4        La loi 37/1992, du 28 décembre 1992, relative à la taxe sur la valeur ajoutée (BOE nº 312, p. 44247) est le principal texte visant à adapter la législation espagnole à la sixième directive.

5        L’impôt sur les actes juridiques instrumentaires est réglementé par le décret royal législatif 1/1993, du 24 septembre 1993, approuvant le texte codifié de la loi relative à l’impôt sur les transmissions patrimoniales et les actes juridiques instrumentaires (BOE nº 251, p. 29545).

6        L’article 28 de la loi relative à l’impôt sur les transmissions patrimoniales et les actes juridiques instrumentaires prévoit que cet impôt s’applique notamment aux actes notariés, dans les conditions établies à l’article 31 de cette loi.

7        Selon l’article 29 de ladite loi, sont assujettis à l’impôt l’acquéreur du bien ou du droit ou, à défaut de celui-ci, les personnes qui requièrent ou demandent la passation des actes notariés ou celles au profit desquelles ceux-ci sont délivrés.

8        L’article 30, paragraphe 1, de cette même loi prévoit notamment que, en ce qui concerne les premières copies des écritures authentiques ayant pour objet une quantité ou une chose évaluable, la base d’imposition consiste en la valeur déclarée de cette quantité ou de cette chose, sous réserve d’une vérification effectuée par l’administration.

9        L’article 31 de la loi relative à l’impôt sur les transmissions patrimoniales et les actes juridiques instrumentaires dispose:

«1.      Les minutes et les copies des écritures et des actes notariés, ainsi que les attestations par témoins, sont, dans tous les cas, couchés sur papier timbré à 0,30 euro par feuille double ou à 0,15 euro par folio, au choix de l’officier public.

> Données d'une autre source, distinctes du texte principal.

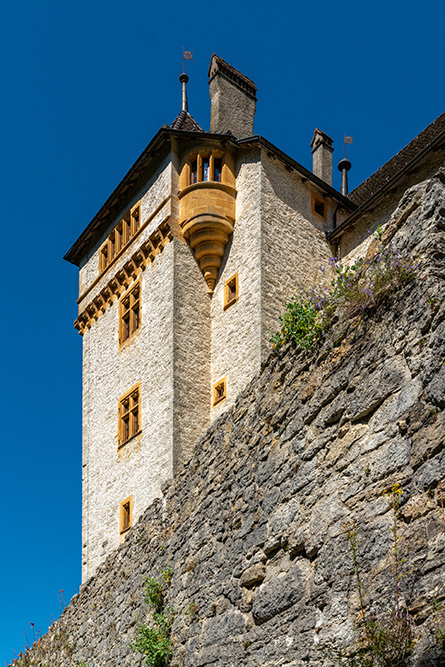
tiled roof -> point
(218, 64)
(374, 183)
(184, 121)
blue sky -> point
(85, 85)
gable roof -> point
(184, 121)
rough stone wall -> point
(355, 243)
(191, 348)
(252, 525)
(232, 110)
(294, 246)
(140, 466)
(235, 346)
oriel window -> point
(125, 514)
(218, 169)
(194, 172)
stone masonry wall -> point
(294, 246)
(252, 525)
(155, 191)
(355, 242)
(110, 475)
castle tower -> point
(182, 275)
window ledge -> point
(130, 439)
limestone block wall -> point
(235, 342)
(140, 466)
(191, 348)
(156, 191)
(294, 247)
(253, 524)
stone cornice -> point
(121, 279)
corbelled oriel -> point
(207, 213)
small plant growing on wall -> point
(356, 289)
(154, 637)
(387, 641)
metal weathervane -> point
(348, 140)
(186, 55)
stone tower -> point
(183, 273)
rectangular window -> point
(125, 514)
(219, 391)
(218, 169)
(129, 312)
(231, 291)
(120, 236)
(135, 216)
(129, 415)
(104, 257)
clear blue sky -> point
(85, 85)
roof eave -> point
(305, 173)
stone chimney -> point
(233, 99)
(322, 151)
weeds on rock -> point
(357, 289)
(386, 641)
(153, 640)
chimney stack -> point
(322, 151)
(233, 99)
(344, 166)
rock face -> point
(253, 525)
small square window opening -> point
(231, 291)
(219, 391)
(125, 515)
(129, 313)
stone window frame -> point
(125, 515)
(219, 391)
(126, 333)
(230, 296)
(198, 157)
(129, 406)
(120, 237)
(316, 203)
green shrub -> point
(357, 289)
(153, 639)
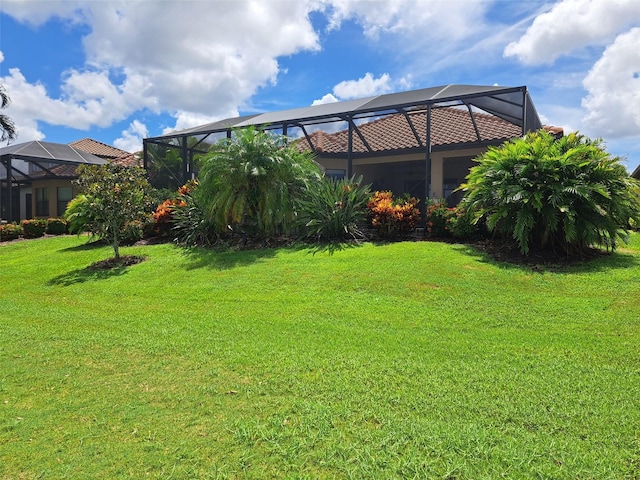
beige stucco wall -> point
(367, 167)
(52, 185)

Les copies simples ne sont pas soumises à impôt.

2.      Les premières copies d’écritures et d’actes notariés, dès lors que les écritures et les documents notariés ont pour objet une quantité ou une chose évaluable, qu’ils contiennent des actes ou des contrats susceptibles d’être inscrits au registre de la propriété, du commerce et de la propriété industrielle sans être assujettis à l’impôt sur les successions et les donations ni aux impositions visées aux paragraphes 1 et 2 de l’article 1er de la présente loi, sont en outre assujetties à l’impôt au taux d’imposition qui, conformément aux dispositions de la loi 21/2001, du 27 décembre 2001, réglementant les mesures fiscales et administratives du nouveau système de financement des communautés autonomes soumises au régime commun et des villes dotées d’un statut d’autonomie, a été fixé par la communauté autonome concernée.

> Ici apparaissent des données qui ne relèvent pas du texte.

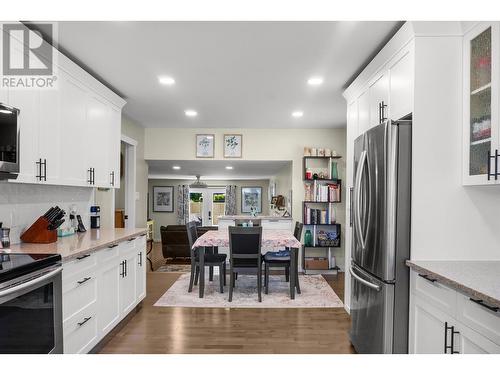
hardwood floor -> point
(195, 330)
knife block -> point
(38, 232)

Si la communauté autonome n’a pas arrêté le taux d’imposition visé à l’alinéa précédent, le taux applicable à ces actes et contrats est de 0,50 %.»

 Le litige au principal et la question préjudicielle

10      Renta demande le remboursement de l’impôt sur les actes juridiques instrumentaires grevant une écriture authentique de vente d’un immeuble datée du 28 avril 2003. Par cet acte, Renta a acquis, dans le cadre de son activité professionnelle d’achat et de vente de biens immeubles ou d’achat de ceux-ci en vue de leur transformation ou de leur mise en location ultérieure, le bien immeuble décrit dans cette écriture.

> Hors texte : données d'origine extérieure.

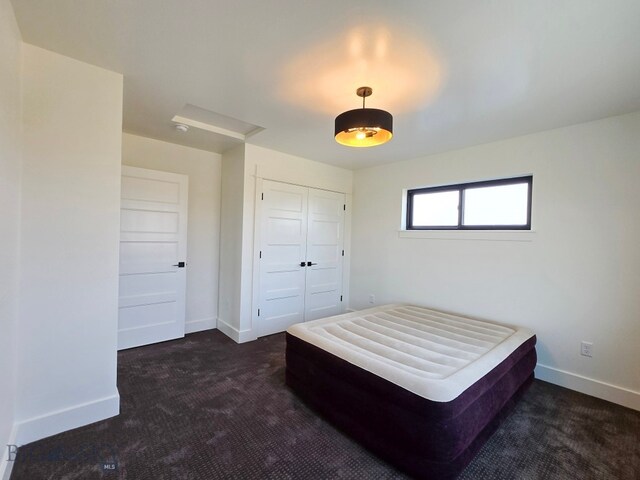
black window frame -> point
(461, 188)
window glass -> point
(500, 205)
(436, 209)
(493, 204)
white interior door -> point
(283, 226)
(301, 242)
(325, 239)
(153, 251)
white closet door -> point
(283, 228)
(325, 238)
(153, 249)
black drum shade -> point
(364, 127)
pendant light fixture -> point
(364, 127)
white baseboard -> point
(36, 428)
(192, 326)
(595, 388)
(7, 466)
(239, 336)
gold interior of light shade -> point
(363, 127)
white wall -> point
(238, 205)
(10, 165)
(204, 172)
(231, 241)
(576, 278)
(72, 116)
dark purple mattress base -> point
(427, 439)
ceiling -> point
(453, 73)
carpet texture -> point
(204, 407)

11      Dans sa décision, la juridiction de renvoi expose les éléments suivants:

–        l’activité professionnelle de Renta consiste en l’achat et la vente de biens immeubles ou en l’achat de ceux-ci en vue de leur transformation ou de leur mise en location ultérieure, de sorte que l’opération d’achat et de vente d’immeubles, qui est assujettie simultanément à la taxe sur la valeur ajoutée (ci-après la «TVA») et à l’impôt sur les actes juridiques instrumentaires, est, précisément, celle qui constitue l’activité professionnelle de cette société;

–        le remboursement des paiements indus demandé par Renta se limite à la quote-part progressive ou variable de l’impôt, la quote-part fixe n’étant pas concernée, laquelle n’est d’ailleurs pas contestée;

–        l’assujetti, tant à la TVA qu’à la quote-part progressive de l’impôt sur les actes juridiques instrumentaires, est Renta, en qualité d’acheteur du bien immeuble, à qui la TVA est facturée et qui est redevable de l’impôt sur les actes juridiques instrumentaires, en raison, dans les deux cas, de ses propres activités de négoce.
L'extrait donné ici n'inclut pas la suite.